Outrenoir

10.12.2015
Pierre Soulages, Peinture 136 x 136 cm, 24 décembre 1990. Copyright: © Christie's Images, 2015.

Pierre Soulages, Peinture 136 x 136 cm, 24 décembre 1990. Copyright: © Christie's Images, 2015.

Christie’s contemporary art specialist, Paul Nyzam, comments on the work of French painter Pierre Soulages and his ‘outrenoirs’ (ultra-black, very black).

“One day in January 1979, while I was painting the black color invaded the whole the canvas.” These are the words with which Pierre Soulages starts the story of the day when his painting led him to a decisive direction that would forever spread throughout his work until his most recent creations. Master of the post-war abstract-painting years and already being the author of three decades of research and experiments, Soulages had had his work widely exhibited around the world and until then had been using black only for its power of expression as opposed to other colors – the white canvas sort of held in reserve, or the reds, the ochres, the blues on which his compositions were based. For the first time at the beginning of 1979 black is alone everywhere on the canvas. “The next day when I showed it to Colette [his wife] her reaction made me understand it really was another form of painting.” This he gave a name to sounding like a signature – outrenoir.

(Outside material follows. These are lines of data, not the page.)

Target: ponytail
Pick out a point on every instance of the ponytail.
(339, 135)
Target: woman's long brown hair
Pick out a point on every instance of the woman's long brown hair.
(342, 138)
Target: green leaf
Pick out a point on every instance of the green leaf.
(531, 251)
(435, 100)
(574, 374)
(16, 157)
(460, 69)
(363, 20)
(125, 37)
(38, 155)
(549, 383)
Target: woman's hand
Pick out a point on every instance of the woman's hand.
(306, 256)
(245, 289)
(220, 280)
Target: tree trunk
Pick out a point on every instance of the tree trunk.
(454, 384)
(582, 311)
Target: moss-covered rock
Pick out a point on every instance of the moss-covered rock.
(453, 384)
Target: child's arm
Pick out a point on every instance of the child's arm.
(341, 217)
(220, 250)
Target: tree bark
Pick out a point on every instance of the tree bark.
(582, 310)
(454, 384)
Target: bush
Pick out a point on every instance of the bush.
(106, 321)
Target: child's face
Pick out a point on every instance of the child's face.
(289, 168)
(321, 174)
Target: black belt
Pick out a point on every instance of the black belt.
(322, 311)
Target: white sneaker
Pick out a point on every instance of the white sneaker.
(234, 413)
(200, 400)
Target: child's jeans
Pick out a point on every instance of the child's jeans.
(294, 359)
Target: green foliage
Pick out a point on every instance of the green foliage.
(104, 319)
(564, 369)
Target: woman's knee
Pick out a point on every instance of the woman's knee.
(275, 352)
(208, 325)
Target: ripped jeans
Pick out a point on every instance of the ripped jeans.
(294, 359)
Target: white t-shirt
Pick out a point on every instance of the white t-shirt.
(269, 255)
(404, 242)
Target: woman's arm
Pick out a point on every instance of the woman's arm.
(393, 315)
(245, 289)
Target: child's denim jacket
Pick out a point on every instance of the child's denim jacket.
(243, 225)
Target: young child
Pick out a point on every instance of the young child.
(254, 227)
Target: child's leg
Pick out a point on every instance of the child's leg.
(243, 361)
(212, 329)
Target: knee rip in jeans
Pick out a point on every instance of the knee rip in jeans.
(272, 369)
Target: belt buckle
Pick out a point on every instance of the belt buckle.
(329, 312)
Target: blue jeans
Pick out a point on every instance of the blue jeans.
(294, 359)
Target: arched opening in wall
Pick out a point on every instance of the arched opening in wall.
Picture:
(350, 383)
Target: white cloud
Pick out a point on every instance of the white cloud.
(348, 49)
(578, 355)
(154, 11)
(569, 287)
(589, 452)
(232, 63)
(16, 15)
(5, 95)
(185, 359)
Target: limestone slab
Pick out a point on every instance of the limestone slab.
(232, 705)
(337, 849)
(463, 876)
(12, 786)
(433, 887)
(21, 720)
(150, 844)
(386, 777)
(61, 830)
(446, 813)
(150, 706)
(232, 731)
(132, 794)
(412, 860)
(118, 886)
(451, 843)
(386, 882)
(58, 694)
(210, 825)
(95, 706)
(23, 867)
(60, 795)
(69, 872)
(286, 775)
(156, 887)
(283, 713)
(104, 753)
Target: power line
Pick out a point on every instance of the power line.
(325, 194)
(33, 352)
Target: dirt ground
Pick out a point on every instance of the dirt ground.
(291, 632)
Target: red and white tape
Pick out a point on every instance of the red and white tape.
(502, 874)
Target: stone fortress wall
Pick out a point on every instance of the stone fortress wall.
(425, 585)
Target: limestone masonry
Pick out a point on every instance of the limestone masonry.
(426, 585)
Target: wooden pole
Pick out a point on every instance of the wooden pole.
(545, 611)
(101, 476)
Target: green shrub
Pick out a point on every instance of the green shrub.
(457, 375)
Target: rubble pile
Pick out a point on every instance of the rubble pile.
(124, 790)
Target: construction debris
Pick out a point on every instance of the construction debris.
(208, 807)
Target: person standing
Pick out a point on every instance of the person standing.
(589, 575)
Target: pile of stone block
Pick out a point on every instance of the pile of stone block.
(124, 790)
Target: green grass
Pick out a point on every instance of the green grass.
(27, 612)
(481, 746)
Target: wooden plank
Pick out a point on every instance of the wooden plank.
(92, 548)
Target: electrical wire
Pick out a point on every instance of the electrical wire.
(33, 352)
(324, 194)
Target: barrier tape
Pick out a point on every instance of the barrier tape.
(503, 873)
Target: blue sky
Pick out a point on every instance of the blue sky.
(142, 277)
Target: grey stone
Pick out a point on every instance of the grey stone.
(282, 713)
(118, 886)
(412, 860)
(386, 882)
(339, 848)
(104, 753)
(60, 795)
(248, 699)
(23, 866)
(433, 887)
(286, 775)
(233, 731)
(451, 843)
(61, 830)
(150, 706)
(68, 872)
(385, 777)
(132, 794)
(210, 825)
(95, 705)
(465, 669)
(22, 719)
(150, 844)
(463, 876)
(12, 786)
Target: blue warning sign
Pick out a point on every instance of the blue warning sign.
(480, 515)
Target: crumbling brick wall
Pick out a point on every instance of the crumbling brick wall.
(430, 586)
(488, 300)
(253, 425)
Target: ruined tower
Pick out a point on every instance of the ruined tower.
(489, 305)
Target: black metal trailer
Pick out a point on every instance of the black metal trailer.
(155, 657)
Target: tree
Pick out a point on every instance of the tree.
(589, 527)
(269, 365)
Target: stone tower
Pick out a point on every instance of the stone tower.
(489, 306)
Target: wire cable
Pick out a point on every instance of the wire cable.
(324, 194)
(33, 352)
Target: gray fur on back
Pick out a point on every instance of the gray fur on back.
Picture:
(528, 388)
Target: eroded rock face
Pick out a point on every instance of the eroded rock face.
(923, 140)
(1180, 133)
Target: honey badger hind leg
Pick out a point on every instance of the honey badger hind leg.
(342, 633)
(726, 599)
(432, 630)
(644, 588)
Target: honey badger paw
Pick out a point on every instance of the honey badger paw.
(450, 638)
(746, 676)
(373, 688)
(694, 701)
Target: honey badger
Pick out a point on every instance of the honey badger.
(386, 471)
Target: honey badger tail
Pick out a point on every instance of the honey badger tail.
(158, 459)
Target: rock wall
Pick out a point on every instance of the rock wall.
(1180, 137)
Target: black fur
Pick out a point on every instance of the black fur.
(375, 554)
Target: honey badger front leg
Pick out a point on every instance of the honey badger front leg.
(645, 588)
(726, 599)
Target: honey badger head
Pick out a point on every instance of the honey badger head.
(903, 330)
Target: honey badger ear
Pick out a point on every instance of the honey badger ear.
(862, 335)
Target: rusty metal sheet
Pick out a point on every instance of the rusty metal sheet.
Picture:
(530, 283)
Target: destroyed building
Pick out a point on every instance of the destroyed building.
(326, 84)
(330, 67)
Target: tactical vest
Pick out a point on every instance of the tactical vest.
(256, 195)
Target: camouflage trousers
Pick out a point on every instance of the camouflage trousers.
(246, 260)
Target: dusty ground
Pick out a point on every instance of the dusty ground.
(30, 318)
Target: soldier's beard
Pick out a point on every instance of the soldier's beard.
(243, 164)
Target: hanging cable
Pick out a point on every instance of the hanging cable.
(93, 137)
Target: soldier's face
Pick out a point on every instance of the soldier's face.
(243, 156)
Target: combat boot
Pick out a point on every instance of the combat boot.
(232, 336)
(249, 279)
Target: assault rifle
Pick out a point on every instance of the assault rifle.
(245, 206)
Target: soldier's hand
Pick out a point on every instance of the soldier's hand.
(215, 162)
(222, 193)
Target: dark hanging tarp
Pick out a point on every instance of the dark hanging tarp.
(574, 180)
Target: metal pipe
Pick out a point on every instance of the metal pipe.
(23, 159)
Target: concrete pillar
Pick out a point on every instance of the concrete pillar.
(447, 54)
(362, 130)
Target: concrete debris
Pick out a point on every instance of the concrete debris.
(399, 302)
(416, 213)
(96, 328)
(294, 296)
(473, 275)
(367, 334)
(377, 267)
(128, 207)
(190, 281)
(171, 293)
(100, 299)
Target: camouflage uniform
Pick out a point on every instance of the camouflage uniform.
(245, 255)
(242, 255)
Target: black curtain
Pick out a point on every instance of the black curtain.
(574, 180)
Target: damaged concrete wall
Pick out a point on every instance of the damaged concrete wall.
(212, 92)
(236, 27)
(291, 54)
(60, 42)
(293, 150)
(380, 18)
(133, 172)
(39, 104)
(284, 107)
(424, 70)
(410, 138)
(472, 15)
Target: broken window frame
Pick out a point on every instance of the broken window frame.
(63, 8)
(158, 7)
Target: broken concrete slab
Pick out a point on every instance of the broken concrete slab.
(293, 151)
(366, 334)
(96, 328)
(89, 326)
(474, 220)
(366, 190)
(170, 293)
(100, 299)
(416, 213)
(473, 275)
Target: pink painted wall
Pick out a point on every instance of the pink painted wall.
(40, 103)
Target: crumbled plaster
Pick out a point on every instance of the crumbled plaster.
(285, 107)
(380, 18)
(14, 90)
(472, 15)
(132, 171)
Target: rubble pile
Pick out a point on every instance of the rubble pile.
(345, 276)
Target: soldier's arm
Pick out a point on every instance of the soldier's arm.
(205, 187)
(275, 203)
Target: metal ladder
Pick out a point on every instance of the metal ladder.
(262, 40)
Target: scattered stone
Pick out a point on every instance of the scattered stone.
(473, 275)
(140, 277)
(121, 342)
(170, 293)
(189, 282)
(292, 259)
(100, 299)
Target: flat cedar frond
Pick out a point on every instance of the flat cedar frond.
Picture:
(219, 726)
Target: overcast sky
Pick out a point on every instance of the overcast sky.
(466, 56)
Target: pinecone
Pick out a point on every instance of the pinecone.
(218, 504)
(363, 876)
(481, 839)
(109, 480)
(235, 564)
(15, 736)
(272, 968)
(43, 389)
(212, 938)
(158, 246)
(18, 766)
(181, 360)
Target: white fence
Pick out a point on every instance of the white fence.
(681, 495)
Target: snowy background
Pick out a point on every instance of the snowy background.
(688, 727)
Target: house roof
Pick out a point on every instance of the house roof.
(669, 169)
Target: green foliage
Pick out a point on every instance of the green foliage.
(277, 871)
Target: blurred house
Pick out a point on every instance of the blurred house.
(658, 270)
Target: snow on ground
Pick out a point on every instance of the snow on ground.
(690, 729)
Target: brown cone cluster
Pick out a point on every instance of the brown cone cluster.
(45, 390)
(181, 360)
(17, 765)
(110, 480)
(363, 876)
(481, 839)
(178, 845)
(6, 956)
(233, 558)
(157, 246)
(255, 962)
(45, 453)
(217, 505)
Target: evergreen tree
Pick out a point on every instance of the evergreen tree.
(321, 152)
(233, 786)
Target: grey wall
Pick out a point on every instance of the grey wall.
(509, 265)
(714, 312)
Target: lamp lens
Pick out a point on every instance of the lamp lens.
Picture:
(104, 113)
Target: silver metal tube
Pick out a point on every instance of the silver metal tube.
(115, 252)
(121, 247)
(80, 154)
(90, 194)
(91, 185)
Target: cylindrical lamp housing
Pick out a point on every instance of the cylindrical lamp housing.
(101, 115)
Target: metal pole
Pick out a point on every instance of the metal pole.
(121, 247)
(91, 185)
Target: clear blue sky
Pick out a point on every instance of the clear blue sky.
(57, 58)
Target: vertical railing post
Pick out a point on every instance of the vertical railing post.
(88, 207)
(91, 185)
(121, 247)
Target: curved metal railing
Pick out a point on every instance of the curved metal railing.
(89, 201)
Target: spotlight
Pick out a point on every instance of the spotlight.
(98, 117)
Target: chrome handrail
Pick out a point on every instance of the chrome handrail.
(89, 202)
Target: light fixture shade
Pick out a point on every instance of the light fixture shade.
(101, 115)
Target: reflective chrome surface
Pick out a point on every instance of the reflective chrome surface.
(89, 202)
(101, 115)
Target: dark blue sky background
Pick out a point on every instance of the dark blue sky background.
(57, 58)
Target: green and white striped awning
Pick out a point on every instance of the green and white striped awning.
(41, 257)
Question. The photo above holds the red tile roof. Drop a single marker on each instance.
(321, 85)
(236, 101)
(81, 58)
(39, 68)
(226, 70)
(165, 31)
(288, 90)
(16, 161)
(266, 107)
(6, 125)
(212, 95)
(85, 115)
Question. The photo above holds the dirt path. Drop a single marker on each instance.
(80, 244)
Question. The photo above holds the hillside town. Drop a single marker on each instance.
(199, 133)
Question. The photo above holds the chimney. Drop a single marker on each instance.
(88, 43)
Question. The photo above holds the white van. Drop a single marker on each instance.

“Outre” means beyond, therefore outrenoir means beyond black. Like “outre-Manche” is for across the Channel or “outre-Atlantique” for the other side of the Atlantic, outrenoir invites us to cross a border and venture into a foreign country and there, in this ‘elsewhere’ discover how black, while saturating the surface of canvas to the point of excess, brings a completely different reality and a new thinking realm. With outrenoir the color is not on the canvas anymore, neither does it come to the surface from some depth as it happened with his paintings from previous decades but spurts out of the modulations of light upon the unevenness of the surface.

The Soulages paintings produced after 1979 cannot be considered as monochromes for the same reason. They invite the eye to catch the infinite variations of texture which set the pace on the surface of the painting – at times smooth, at times striated, swept in certain directions by the sweeping of the blade or brush or, in other areas carved by short and agitated grooves within the thick paste of the painting. All of these irregularities hook or reject the light depending from where the viewer looks at the painting making the black appears dark or light, matte or sparkling, anthracite grey or nearly white.

Therefore, like a ‘mise en abyme’ (a mirror image) of a observer’s condition, as the painting is never the same depending on where it’s looked at from and depending on how the light sheds on it, there will never be an unique, conclusive and indisputable understanding of this painting. On the contrary, the painting appears to be a space that is built and deconstructed all the time. This is probably the most thrilling experience which Outrenoir invites everyone to – that of their radical solitude in front of the piece they’re looking at.